Plus, what the doctors did for her, left her some interesting intermittent disabilities.

But throughout the book series we see that Jani at first in the series, she's on the run, hiding in plain site. But a friend asks her to look into something for him, and her actions during her daring investigation brings more attention to her than she would like. She was a wanted criminal before her ship exploded and even though her survival was covered up, she had enemies that would not give up looking for her, because, literally, no body was found.

But her investigations did get her in trouble but Jani also has friends in high places, who always manages to keep her just enough out of trouble to escape the law.

The first two books are like this, where she dances the dance dodging the law, but things change big in the third book and huge changes come to her life afterwards in subsequent books.

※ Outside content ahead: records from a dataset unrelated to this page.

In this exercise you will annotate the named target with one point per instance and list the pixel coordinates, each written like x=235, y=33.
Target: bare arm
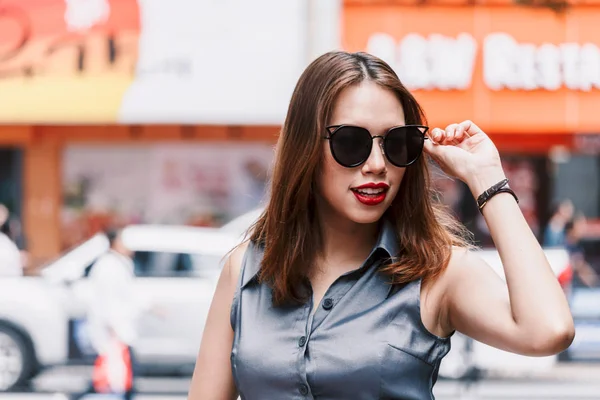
x=529, y=314
x=212, y=379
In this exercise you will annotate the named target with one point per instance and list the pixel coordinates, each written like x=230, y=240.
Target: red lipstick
x=371, y=194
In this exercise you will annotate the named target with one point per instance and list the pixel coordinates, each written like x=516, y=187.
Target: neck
x=344, y=244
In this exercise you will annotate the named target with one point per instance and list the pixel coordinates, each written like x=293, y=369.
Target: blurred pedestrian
x=583, y=273
x=353, y=279
x=114, y=308
x=11, y=263
x=554, y=234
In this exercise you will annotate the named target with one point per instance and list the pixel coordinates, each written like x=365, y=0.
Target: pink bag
x=112, y=370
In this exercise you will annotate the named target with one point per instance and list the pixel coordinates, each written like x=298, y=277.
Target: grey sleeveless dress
x=365, y=340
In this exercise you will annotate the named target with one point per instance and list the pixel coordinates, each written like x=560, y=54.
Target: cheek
x=333, y=179
x=395, y=175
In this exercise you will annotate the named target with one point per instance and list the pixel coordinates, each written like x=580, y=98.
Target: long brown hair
x=288, y=228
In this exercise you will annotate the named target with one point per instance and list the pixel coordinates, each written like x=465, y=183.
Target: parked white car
x=42, y=319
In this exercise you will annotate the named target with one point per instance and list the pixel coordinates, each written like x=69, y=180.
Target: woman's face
x=370, y=106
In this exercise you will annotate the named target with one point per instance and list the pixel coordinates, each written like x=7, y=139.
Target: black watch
x=500, y=187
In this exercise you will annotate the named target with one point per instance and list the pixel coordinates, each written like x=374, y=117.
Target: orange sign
x=64, y=59
x=510, y=69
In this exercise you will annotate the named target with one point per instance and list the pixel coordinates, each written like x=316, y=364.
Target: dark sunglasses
x=351, y=145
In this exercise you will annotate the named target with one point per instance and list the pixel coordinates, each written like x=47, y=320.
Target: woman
x=353, y=280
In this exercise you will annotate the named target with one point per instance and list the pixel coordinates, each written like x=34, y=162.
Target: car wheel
x=16, y=359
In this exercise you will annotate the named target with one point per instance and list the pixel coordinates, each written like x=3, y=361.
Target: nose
x=375, y=164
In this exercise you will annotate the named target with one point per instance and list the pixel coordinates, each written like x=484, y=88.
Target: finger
x=451, y=133
x=470, y=128
x=431, y=146
x=460, y=134
x=438, y=135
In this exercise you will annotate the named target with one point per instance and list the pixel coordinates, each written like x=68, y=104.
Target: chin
x=366, y=216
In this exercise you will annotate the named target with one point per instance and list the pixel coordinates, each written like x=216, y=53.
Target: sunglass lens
x=404, y=145
x=351, y=146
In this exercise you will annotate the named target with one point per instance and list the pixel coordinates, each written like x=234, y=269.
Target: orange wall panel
x=562, y=110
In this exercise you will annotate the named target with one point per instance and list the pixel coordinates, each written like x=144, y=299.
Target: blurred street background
x=161, y=117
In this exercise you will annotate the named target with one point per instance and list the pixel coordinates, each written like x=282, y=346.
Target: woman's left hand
x=464, y=151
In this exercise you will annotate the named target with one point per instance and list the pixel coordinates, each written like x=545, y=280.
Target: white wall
x=225, y=61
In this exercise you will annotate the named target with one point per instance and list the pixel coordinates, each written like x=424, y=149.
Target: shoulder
x=233, y=264
x=463, y=263
x=437, y=293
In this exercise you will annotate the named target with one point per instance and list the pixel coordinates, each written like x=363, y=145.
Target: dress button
x=328, y=304
x=303, y=390
x=302, y=341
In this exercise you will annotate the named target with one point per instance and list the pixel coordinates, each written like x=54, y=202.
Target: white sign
x=216, y=62
x=446, y=63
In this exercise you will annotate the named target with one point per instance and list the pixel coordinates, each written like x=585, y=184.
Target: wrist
x=484, y=179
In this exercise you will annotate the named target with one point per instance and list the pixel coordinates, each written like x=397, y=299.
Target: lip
x=371, y=200
x=373, y=185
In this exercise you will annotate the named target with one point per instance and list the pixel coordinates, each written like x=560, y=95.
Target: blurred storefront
x=155, y=112
x=528, y=74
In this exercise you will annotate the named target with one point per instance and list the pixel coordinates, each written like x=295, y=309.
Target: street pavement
x=569, y=381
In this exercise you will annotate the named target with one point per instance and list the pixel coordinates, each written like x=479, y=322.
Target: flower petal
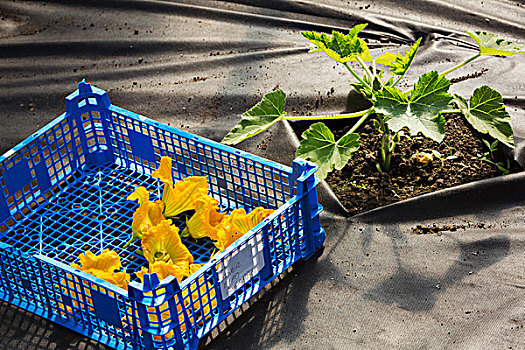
x=164, y=269
x=205, y=220
x=141, y=194
x=103, y=266
x=162, y=242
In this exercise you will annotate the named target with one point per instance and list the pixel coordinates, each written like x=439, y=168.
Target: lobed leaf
x=340, y=47
x=487, y=114
x=399, y=63
x=318, y=145
x=420, y=112
x=490, y=44
x=260, y=117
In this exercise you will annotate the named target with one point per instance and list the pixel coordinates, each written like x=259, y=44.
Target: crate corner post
x=304, y=177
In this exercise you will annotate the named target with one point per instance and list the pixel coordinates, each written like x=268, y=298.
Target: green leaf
x=490, y=44
x=318, y=145
x=340, y=47
x=420, y=112
x=487, y=114
x=259, y=118
x=399, y=63
x=369, y=91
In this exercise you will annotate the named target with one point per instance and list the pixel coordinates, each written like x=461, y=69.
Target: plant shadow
x=414, y=292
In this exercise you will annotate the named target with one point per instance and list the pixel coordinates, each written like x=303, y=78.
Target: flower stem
x=325, y=117
x=363, y=64
x=360, y=121
x=460, y=65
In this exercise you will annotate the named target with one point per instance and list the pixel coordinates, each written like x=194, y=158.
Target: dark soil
x=438, y=229
x=361, y=187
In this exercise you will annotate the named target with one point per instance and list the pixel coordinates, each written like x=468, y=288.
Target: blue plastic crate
x=63, y=191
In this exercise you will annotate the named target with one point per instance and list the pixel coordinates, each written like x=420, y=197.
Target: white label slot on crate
x=240, y=267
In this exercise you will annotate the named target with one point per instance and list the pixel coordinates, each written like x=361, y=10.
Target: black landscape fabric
x=198, y=65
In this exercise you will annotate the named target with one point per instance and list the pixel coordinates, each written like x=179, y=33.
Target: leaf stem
x=398, y=79
x=360, y=121
x=460, y=65
x=363, y=64
x=356, y=76
x=329, y=117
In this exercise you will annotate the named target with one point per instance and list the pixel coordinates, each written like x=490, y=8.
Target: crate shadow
x=21, y=329
x=268, y=317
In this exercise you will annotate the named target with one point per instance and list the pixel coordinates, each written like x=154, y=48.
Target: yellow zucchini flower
x=162, y=243
x=164, y=269
x=103, y=266
x=206, y=218
x=237, y=224
x=178, y=197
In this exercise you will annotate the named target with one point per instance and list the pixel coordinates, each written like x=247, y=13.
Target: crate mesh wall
x=63, y=192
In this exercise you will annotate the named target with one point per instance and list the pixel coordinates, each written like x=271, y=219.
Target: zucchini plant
x=418, y=109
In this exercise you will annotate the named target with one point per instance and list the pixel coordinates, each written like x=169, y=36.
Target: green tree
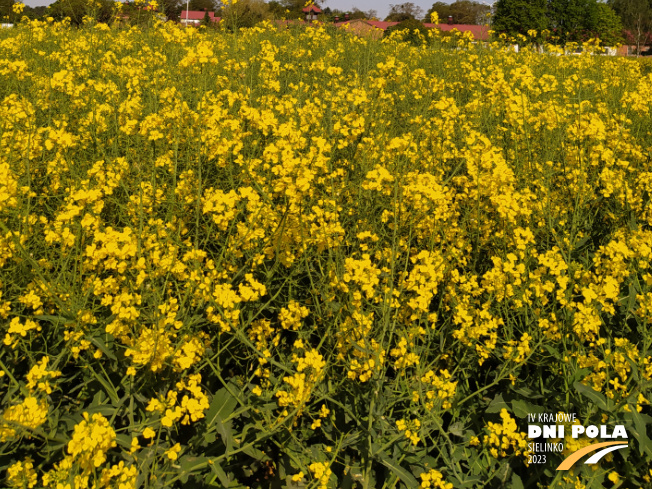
x=412, y=37
x=573, y=20
x=636, y=16
x=246, y=13
x=518, y=16
x=462, y=11
x=101, y=10
x=35, y=12
x=404, y=11
x=295, y=8
x=276, y=9
x=5, y=9
x=609, y=27
x=207, y=5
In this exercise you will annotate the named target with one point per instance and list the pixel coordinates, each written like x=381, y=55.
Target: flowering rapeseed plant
x=297, y=256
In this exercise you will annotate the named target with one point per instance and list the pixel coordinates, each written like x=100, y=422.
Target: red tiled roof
x=196, y=15
x=479, y=31
x=630, y=37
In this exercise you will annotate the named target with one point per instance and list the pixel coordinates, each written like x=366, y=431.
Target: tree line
x=560, y=21
x=613, y=22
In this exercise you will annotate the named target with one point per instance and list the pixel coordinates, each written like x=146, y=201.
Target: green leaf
x=497, y=404
x=523, y=408
x=190, y=465
x=597, y=398
x=517, y=483
x=637, y=425
x=393, y=465
x=219, y=472
x=222, y=406
x=457, y=429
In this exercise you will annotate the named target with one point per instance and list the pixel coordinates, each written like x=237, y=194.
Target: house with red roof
x=195, y=17
x=376, y=28
x=311, y=12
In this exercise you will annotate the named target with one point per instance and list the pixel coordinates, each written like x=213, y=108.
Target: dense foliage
x=299, y=258
x=565, y=20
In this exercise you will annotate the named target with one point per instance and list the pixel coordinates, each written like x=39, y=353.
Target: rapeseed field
x=299, y=258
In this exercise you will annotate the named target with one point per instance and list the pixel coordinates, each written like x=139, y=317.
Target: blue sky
x=382, y=7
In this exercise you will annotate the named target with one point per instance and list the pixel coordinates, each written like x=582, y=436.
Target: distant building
x=195, y=17
x=311, y=12
x=376, y=28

First, if you're an action-oriented reader, this is a *very* slow paced book. All the shooting, and running around and people getting confronted and dealt with happens toward the very end. But the read was fascinating enough to keep me going. Events kept happening that made me want to see how they panned out later.

Smith addresses various facets of her story in a matter of fact fashion. She may say Jani has a kind of device on her, with nary an explanation. But she does show us how Jani would use the device and we come to learn about it via it's actual use, not with her holding our hands and babysitting the reader through a description. It's more of a 'keep up boys, if you want to follow along!' kind of writing style.

But this style was also used in the aliens in the book series...  that had me a bit disgruntled but again, I kept reading along and learning tidbits here and there about the aliens, our combined worlds and everything else about the tale.

The story lent to a what could have been a complicated background but Smith delivers things as we go, and does not disappoint in delivering information when it's needed and not a moment sooner.

Smith manages to not only hold my attention, but in so doing, makes what could have been a mundane job that Jani does, a 'document examiner,' and uses this to lend details and suspense to the story.


To be honest, these books were dangerously close to keeping me up all night on multiple occasions, so beware.